Though, to the best of our knowledge, this is the first study that adopts full three-dimensional patient-specific models to optimize stent geometrical parameters of a TAVI device, minimizing the predicted clinical complications in the average population. With this approach, the performance of the device can be evaluated in models resembling anatomical variability among patients eligible for TAVI, (aortic root variability, amount and location of calcifications, tricuspid or bicuspid aortic valve) before entering the clinical phase.

This proof-of-concept study shows that computer simulations based on patient-specific anatomies and population-based parameters on a representative TAVI population can be used to optimize the design of a TAVI device reducing the costs and the time of the design and development phase of a new device, as well as the level of risk during the clinical studies.
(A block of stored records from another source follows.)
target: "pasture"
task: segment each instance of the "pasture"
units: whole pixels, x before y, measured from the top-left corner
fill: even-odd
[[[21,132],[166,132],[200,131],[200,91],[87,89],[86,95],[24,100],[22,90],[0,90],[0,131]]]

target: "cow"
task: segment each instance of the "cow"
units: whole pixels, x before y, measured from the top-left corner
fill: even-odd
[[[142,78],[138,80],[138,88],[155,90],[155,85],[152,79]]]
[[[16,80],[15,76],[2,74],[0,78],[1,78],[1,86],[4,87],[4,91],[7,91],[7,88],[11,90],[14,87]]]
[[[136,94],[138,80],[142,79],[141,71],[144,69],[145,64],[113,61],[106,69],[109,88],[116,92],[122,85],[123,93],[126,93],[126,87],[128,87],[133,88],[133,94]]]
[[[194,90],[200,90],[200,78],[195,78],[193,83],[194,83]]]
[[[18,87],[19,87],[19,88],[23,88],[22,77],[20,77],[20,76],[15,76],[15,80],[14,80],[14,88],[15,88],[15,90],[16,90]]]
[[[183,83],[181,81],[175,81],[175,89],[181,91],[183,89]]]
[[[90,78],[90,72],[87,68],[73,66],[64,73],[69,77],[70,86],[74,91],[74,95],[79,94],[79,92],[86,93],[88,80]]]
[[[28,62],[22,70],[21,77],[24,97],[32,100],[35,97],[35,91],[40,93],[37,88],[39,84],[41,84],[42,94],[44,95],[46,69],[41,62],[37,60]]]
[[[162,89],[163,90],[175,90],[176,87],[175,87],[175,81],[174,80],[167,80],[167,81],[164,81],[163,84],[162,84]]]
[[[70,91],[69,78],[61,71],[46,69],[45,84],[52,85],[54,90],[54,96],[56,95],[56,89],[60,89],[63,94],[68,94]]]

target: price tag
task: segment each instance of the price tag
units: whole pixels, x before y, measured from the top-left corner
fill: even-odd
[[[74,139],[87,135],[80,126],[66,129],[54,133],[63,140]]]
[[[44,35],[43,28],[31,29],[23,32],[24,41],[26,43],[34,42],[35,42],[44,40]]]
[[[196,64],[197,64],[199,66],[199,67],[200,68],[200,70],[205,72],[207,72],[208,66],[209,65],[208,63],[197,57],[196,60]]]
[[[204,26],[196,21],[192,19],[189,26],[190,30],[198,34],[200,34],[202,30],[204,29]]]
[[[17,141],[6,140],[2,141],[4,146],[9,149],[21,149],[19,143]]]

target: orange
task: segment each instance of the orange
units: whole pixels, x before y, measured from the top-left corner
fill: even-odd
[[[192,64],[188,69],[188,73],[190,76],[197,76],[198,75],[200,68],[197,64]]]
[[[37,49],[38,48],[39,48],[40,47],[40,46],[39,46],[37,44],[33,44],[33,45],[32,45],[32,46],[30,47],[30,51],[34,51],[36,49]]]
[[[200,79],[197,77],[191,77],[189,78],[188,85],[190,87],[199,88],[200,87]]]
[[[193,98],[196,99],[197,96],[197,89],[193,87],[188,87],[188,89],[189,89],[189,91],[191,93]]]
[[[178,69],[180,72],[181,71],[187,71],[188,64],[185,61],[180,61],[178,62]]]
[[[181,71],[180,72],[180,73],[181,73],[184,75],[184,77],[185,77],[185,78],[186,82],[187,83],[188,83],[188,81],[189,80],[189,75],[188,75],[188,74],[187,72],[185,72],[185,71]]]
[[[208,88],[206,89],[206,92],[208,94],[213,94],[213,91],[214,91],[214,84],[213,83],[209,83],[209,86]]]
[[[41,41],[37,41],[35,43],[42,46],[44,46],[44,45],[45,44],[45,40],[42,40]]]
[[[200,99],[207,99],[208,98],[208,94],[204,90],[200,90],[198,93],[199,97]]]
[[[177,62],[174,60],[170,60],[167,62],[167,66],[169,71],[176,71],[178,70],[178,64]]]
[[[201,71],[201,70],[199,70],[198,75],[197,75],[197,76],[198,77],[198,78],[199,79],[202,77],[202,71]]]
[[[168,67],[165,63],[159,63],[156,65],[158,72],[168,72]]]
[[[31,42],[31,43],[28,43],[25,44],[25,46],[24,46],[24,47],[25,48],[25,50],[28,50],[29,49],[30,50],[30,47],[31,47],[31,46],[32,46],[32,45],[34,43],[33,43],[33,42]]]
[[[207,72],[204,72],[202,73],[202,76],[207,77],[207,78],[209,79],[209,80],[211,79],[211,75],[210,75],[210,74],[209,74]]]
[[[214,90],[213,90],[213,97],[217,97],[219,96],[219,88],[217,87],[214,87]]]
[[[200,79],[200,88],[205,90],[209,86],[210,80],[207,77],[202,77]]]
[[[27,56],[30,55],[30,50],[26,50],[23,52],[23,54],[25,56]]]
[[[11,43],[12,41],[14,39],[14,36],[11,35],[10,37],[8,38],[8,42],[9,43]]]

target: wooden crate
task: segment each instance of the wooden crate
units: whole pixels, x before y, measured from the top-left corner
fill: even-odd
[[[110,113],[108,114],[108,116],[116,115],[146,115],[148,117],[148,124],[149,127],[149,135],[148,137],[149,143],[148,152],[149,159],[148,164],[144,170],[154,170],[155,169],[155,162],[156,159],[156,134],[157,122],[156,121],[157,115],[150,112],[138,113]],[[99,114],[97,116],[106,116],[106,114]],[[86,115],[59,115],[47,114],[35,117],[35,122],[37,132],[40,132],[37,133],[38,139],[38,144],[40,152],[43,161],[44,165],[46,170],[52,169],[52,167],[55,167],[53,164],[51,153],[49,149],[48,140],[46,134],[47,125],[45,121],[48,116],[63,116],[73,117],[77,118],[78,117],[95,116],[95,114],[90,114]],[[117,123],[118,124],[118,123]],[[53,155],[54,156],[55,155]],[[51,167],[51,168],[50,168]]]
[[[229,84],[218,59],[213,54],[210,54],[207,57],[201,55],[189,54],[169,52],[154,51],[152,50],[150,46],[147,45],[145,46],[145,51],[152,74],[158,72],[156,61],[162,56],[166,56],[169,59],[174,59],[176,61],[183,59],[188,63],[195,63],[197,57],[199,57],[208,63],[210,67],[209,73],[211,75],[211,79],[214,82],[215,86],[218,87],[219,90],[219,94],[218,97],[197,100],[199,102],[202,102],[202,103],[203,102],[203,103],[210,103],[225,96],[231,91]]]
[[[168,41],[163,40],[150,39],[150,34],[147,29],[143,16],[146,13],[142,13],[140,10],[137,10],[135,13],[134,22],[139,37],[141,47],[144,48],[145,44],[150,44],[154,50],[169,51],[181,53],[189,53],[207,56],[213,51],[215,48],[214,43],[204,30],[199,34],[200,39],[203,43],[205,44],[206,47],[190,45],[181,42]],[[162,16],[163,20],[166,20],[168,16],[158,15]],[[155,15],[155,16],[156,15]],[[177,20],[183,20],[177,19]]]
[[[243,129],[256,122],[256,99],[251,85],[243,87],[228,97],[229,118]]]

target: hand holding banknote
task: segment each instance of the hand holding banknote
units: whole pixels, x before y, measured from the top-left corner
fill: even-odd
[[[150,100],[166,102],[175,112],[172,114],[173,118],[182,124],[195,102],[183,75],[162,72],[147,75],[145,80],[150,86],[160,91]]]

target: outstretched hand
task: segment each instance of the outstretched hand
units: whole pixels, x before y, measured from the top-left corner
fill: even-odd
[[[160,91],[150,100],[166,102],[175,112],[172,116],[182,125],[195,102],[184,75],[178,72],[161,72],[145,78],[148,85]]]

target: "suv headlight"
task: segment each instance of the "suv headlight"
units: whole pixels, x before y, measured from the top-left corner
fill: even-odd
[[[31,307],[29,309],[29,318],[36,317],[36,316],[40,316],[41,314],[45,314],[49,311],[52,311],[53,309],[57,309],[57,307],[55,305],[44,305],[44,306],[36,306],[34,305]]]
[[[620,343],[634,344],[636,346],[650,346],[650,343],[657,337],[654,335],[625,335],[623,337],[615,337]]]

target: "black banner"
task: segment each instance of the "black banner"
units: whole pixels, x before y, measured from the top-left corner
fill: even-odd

This is a valuable approach with the potential to be extended to medical devices in general. The objectives can also be extended to any other clinical outcome as long as computational modelling and simulation can accurately predict those outcomes. In this study, the optimized device is quite similar to the CoreValve system, for which the strategy for predicting paravalvular AR and conduction abnormalities was previously validated.8,29,31 Due to the similarity between the CoreValve and the device variants modelled in this study, we believe the previous validation work remains valid for these new devices.

While in this study we focused on three key functional post-deployment variables (maximum contact pressure, contact pressure area and paravalvular regurgitation), this approach can be used to optimize any geometrical parameter that plays a relevant role in the performance of the device (i.e., stress distribution, durability of the device). Also, the amount of geometrical parameters under investigation can be increased.

Study Limitations

Although device optimization based on patient-specific computer simulation has many advantages in the stent design, this study has certain limitations. First, significant computational resources are required to perform this kind of study. A total of 16 devices were created and virtually implanted in 12 patients, resulting in 192 FEA simulations and same amount of CFD simulations. Additionally, iterative repositioning of the device was necessary in some cases, to reach comparable implantation depth of the device in each patient. In fact, the obtained optimal device is implantation depth-specific. Whether it remains the optimal solution at different implantation depths needs to be verified. Second, a limited number of patients was enrolled in the study. Despite the fact that only 12 patients were used, they were representative of the population eligible for TAVI, and assumed sufficient for a proof-of-concept study. In future, automatization of the entire process is planned, with inclusion of more patients to ensure optimal device performance. Last, this study focused on the prediction of three post-procedural outcomes, but other parameters that play an important role in the performance and durability of the device should be evaluated. For example, the crimping feasibility of those devices should be checked to ensure that the device is not damaged. A mechanical analysis of the stress distribution on the device frame and device leaflets should be performed to guarantee high performance and device durability. Also, mechanical factors that might affect the stress/strain distribution on the aortic wall to avoid negative outcomes (i.e., annulus rupture) should be included in the optimization study.

Conclusion

In this study, we proposed a framework to improve the design of a representative TAVI frame using patient-specific computer models able to predict post-operative outcomes. Results show that this approach can effectively evaluate and optimize the performance of a TAVI device on a virtual TAVI population. The proposed approach can help to speed up the initial design and development phase of new devices and lower the risk during clinical studies.